Ma il peggio doveva ancora arrivare: quando fu la volta del col d’Aspin, Piot venne raggiunto dal gruppetto dei migliori. Le offese con calci, pugni e sputi aumentarono mentre Bobet, Ockers e lo stesso Robic, che era rientrato sul gruppo, difesero a spada tratta Bartali, usando se necessario anche la pompa della bici, fendendo colpi. Alcune  cronache raccontarono addirittura il direttore della corsa, Goddet, salito su una moto, cominciasse a difendere i ciclisti della carovana con un ramo d’albero. Una vera bolgia infernale.

Verso la vetta gli spettatori restringevano la sede stradale. Un’auto nera del seguito, per passare, sfiorò Gino che scartò, toccò Robic e finì a terra assieme al bretone. Si accese il parapiglia. Volarono pugni, spinte, manrovesci. Qualcuno tentò di sottrarre la bici a Bartali, che raccontò poi di avere dato cazzotti a sua volta e di avere intravisto luccicare la lama di un coltello.
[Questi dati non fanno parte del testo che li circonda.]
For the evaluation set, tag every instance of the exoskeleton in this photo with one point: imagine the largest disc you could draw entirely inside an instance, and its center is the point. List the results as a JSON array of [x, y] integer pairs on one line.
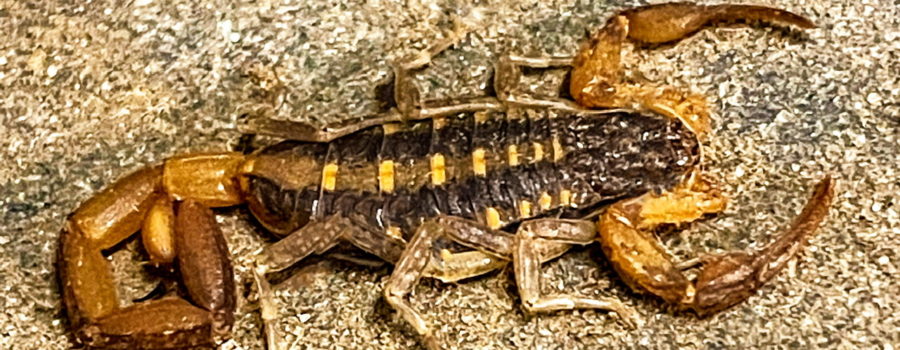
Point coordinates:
[[447, 190]]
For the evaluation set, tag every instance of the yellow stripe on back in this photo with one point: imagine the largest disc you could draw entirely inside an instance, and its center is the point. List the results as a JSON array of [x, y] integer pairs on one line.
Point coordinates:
[[557, 149], [513, 153], [492, 218], [438, 169], [479, 165], [565, 198], [538, 151], [386, 176], [329, 176], [545, 201], [524, 209]]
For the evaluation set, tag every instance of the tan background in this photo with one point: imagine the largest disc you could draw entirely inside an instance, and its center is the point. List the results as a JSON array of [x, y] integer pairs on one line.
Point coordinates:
[[92, 91]]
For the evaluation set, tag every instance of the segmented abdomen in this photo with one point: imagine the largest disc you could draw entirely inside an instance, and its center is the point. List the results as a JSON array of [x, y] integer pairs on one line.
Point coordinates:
[[491, 167]]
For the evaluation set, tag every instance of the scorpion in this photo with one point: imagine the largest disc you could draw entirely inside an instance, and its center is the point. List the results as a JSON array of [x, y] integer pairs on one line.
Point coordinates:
[[447, 190]]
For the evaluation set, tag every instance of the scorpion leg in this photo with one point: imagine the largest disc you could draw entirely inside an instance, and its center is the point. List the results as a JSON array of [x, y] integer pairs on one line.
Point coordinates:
[[526, 257], [415, 261], [118, 212], [316, 237], [597, 80], [493, 249], [724, 279]]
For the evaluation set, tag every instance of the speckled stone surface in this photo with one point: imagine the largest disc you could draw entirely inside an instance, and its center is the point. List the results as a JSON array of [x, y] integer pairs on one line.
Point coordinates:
[[93, 90]]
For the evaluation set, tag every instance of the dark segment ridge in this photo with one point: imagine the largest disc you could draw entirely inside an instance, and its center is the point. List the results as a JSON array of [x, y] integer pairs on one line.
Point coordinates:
[[605, 157]]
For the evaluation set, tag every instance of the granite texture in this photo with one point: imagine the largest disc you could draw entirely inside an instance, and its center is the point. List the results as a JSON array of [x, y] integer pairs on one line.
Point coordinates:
[[90, 91]]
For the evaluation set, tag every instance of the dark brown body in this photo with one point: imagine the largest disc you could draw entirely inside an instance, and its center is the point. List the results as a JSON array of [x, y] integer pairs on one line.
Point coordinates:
[[604, 157], [405, 183]]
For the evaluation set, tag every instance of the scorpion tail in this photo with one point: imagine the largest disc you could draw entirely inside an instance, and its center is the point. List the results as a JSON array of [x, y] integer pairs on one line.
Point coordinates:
[[663, 23]]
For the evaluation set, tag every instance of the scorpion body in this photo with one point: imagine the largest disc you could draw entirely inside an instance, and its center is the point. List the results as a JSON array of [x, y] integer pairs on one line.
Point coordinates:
[[531, 166], [446, 190]]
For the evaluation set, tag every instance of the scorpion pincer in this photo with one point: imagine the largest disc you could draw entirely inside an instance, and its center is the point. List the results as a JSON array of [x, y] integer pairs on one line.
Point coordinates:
[[447, 190]]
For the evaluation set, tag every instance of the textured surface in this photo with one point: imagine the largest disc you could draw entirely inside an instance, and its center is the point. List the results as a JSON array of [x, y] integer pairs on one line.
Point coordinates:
[[90, 92]]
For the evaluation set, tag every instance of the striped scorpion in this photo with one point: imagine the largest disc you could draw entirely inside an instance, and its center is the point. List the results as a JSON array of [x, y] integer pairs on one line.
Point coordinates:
[[441, 189]]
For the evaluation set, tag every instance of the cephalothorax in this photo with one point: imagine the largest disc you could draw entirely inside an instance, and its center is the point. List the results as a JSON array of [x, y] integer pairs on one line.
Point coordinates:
[[444, 190]]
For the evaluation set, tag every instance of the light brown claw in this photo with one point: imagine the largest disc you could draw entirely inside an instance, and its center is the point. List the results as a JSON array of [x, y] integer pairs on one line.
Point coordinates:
[[724, 280], [118, 212]]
Riagguantata la sua bicicletta, il vecchiaccio si buttò in discesa verso Saint Gaudens.

Quanto durò il fattaccio? Pochi secondi? Qualche minuto? Sicuramente fu una cosa breve ma non tanto da passare inosservata perché alcuni corridori attardati, tra i quali Magni, riuscirono a rientrare quasi subito lungo la discesa.

Goddet, per amor di patria e, forse, del posto di lavoro, disse di non essersi accorto proprio di nulla. Il Patron mentiva sapendo di mentire.

Il gruppetto dei primi giunse raggiunge così la sede di arrivo Saint Gaudens: fu Magni a tirare la volata al povero Bartali, che vinse senza grossi problemi, battendo in volata Bobet, Ockers e gli altri. Il buon Fiorenzo aveva fatto bene i suoi calcoli: era diventato la nuova maglia gialla del Tour, tanto valeva lasciare il successo al suo corregionale.

Era il momento della tragicommedia: Bartali affermò di essere stato preso a pugni e calci e persino minacciato da un uomo con un coltello. Voleva abbandonare la gara. “Vado perché temo per la mia vita”, disse Bartali per descrivere la situazione che aveva vissuto. “Sono stato attaccato da spettatori arrabbiati. Uno ha persino brandito un coltello.”

Fu Louison Bobet a smontare fin da subito la tesi dell’italiano, affermando che Bartali non era stato colpito in alcun modo. “Non nego che gli italiani siano stati insultati durante la salita dell’Aspin”, ha detto Bobet. “Comunque, penso di poter affermare che durante i pochi secondi che ci sono voluti per liberarci dalle nostre bici, Bartali non è stato colpito”.

Bartali comunicò al team manager,  il tre volte campione del mondo Alfredo Binda che avrebbe lasciato la gara e che gli ciclisti della nazionale avrebbero dovuto seguire l’esempio. Tuttavia, non tutti gli italiani erano d’accordo con Bartali. Un corridore che voleva restare era Fiorenzo Magni, che era passato in vetta alla gradutoria.

Goddet pregò gli italiani di rimanere in carovana e tentò persino di arrivare a un compromesso, offrendo di permettere agli italiani di vestire maglie grigio neutre in modo che gli spettatori non li riconoscessero. Offrì loro anche una scorta armata. Tuttavia, Magni si dichiarò d’accordo, a malincuore, con Bartali e tutti gli italiani si ritirarono – sia la squadra italiana principale che quella italiana dei cadetti.

La decisione ha anche comportato la modifica della quindicesima tappa della gara. Invece di finire a Sanremo in Italia, sarebbe finito a Menton in Francia.

Per quanto riguarda l’accusa di Bartali di essersi sentito minacciato da uno spettatore con un coltello, il giornalista di L’Equipe Pierre Chany ebbe una diversa interpretazione dell’incidente: “Ho visto questo testimone, in realtà aveva un coltello nella mano destra”, disse Chany, “E un salame nella sua mano sinistra.” A quanto pareva, l’uomo si stava godendo un picnic quando era corso in aiuto all’italiano, piuttosto che attaccarlo.

La decisione di Bartali di ritirarsi fu impopolare tra molti tifosi e ciclisti; non ultimo Magni, che ebbe ad affermare che la mossa gli chiuse definitivamente le porte di vincere il Tour, almeno una volta in carriera, il sogno di ogni ciclista.